In a weightless setting, manoeuvring can be difficult for both trained astronauts and autonomous robots, posing a particular challenge for the latter when it comes to their utilisation in locations such as space stations. Nonetheless, researchers from Stanford have now employed artificial intelligence to guide an independent robot within the International Space Station (ISS), potentially opening doors for more self-sufficient space missions in the days ahead.
Collaborating with NASA’s cube-shaped Astrobee robot, the Stanford team showcased how a machine-learning system can efficiently chart safe pathways through the ISS’s congested modules much quicker than existing techniques. These advancements tackle a persistent issue in space robotics: how to navigate swiftly and securely with limited computational capabilities and minimal human intervention in one of the most demanding engineering environments imaginable.
Somrita Banerjee, the lead researcher and a Stanford Ph.D. candidate, highlighted the intricacies of motion planning within the station’s intricate layout of equipment and experiments. She explained that traditional algorithms designed for Earth-based robots often struggle when executed on the outdated, radiation-resistant computers approved for space travel.
To overcome these limitations, Banerjee and her team initially adopted a standard optimisation strategy, as detailed in a recent paper presented at the International Conference on Space Robotics. This method breaks down complex motion-planning dilemmas into smaller segments.

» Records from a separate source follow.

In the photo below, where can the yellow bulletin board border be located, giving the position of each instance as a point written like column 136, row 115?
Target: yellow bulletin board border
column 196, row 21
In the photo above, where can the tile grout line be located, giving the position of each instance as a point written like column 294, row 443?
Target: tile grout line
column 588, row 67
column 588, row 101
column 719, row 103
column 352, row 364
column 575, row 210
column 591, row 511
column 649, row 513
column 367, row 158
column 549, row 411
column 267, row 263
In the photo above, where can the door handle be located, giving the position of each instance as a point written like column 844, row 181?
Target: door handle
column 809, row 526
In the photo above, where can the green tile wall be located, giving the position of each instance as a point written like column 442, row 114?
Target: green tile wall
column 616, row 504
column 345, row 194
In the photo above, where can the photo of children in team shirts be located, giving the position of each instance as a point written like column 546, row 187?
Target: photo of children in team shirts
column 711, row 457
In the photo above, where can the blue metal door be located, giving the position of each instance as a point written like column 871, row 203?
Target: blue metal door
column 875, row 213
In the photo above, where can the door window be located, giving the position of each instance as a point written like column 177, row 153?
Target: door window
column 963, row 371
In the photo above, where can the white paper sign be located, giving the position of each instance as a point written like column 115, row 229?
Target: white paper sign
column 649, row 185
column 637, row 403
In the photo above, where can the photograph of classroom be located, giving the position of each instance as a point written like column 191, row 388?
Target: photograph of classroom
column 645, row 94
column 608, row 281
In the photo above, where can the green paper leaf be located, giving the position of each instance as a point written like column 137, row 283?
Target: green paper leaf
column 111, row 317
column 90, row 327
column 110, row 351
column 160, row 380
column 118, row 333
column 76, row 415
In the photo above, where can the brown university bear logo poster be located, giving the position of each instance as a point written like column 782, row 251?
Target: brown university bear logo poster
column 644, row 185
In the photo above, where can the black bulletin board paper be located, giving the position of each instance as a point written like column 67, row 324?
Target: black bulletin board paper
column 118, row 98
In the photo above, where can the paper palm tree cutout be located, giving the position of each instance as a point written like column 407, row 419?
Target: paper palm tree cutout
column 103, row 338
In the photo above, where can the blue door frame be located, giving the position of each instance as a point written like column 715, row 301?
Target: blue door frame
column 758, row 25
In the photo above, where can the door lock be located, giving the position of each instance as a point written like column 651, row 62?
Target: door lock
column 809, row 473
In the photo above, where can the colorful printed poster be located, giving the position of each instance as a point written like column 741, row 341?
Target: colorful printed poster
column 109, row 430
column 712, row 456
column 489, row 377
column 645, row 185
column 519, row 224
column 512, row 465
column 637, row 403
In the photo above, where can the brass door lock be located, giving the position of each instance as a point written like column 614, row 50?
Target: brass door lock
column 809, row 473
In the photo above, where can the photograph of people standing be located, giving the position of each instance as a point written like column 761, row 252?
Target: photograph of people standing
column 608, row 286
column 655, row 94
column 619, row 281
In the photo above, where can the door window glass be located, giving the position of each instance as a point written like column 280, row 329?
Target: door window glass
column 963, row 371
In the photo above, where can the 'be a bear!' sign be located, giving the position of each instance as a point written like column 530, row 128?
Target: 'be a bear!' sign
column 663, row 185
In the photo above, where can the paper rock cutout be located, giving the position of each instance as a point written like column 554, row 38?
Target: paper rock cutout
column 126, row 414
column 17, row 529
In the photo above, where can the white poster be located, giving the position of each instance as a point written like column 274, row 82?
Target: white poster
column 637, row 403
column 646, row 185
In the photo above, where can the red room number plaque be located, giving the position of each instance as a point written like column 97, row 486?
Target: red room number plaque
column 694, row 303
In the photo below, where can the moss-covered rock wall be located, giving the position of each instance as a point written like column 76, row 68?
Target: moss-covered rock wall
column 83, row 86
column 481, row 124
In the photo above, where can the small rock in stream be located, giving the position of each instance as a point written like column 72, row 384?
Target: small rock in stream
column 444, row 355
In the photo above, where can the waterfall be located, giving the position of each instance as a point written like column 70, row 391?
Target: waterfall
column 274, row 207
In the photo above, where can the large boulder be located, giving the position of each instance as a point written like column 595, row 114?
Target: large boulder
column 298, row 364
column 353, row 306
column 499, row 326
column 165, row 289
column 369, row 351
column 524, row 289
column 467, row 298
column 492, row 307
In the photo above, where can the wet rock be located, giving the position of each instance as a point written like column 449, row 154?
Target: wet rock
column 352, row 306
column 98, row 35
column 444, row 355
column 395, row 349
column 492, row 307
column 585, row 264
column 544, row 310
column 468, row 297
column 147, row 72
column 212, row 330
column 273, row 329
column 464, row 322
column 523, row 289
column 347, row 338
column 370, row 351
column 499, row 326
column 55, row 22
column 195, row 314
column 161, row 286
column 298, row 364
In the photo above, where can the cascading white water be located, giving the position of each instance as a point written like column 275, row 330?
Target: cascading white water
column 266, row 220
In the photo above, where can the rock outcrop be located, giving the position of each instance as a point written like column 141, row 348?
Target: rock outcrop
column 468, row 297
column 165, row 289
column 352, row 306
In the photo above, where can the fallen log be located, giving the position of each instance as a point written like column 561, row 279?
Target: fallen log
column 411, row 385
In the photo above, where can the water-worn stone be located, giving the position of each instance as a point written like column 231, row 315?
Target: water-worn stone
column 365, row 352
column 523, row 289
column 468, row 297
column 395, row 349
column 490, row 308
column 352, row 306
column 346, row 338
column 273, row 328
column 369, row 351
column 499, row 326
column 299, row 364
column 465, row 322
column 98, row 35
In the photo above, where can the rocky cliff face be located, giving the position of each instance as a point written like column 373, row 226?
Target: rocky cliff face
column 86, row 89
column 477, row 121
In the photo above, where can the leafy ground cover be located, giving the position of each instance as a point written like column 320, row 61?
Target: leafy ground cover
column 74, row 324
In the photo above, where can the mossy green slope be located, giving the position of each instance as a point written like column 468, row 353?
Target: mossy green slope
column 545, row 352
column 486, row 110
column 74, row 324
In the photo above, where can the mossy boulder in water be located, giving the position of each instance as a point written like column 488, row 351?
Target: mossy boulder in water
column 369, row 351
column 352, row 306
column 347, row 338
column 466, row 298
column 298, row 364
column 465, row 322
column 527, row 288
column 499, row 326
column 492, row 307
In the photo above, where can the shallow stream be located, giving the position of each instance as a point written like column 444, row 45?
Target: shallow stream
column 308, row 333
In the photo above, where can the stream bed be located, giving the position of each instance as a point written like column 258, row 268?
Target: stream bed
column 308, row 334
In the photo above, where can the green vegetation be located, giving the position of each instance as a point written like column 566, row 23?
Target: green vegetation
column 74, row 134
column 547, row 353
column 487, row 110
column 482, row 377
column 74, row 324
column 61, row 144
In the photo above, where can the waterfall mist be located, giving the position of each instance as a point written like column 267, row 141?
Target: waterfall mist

They then trained an AI model using thousands of precomputed paths, enabling the system to initiate each new plan with an informed “warm start” rather than starting from scratch.
Banerjee elucidated on this approach by comparing it to planning a road trip based on existing routes taken by others instead of drawing a direct line on the map. She emphasised starting with knowledge gained from experience and refining plans accordingly.
By incorporating rigorous safety checks before operations while reducing actual computation time, routes devised with the AI’s warm start were discovered to be approximately 50% to 60% faster during tests on the station compared to conventional plans, according to the researchers.
“This marks a significant milestone as AI has been implemented for robot control aboard the ISS,” Banerjee remarked. “It demonstrates that robots can operate more efficiently without compromising safety, which is crucial for forthcoming missions where human guidance might not always be feasible.”
Prior to conducting tests in orbit, the system underwent validation at NASA’s Ames Research Center in Silicon Valley using a specialised setup resembling microgravity conditions on the ISS. During the orbital trial, astronauts facilitated initial setup procedures before allowing Astrobee to be remotely controlled from Earth in what NASA terms a “crew-minimal” experiment.
Throughout a four-hour session, mission controllers at NASA’s Johnson Space Center directed Astrobee through 18 trajectories, each repeated with and without utilising the AI-generated warm start. Additional precautions like virtual obstacles and emergency stop capabilities were employed to prevent collisions.
The team envisions that similar AI-driven planning could empower robots to handle inspections, logistics, and scientific endeavours on upcoming missions to celestial bodies such as Mars and beyond. This would enable astronauts to concentrate on more critical tasks as robots take on these responsibilities autonomously.
“As we explore farther realms from Earth and missions become more frequent and cost-effective, remotely controlling robots from ground stations may not always be feasible,” Banerjee emphasised. “Autonomy supported by reliable mechanisms is not just beneficial; it is imperative for the evolution of space robotics.”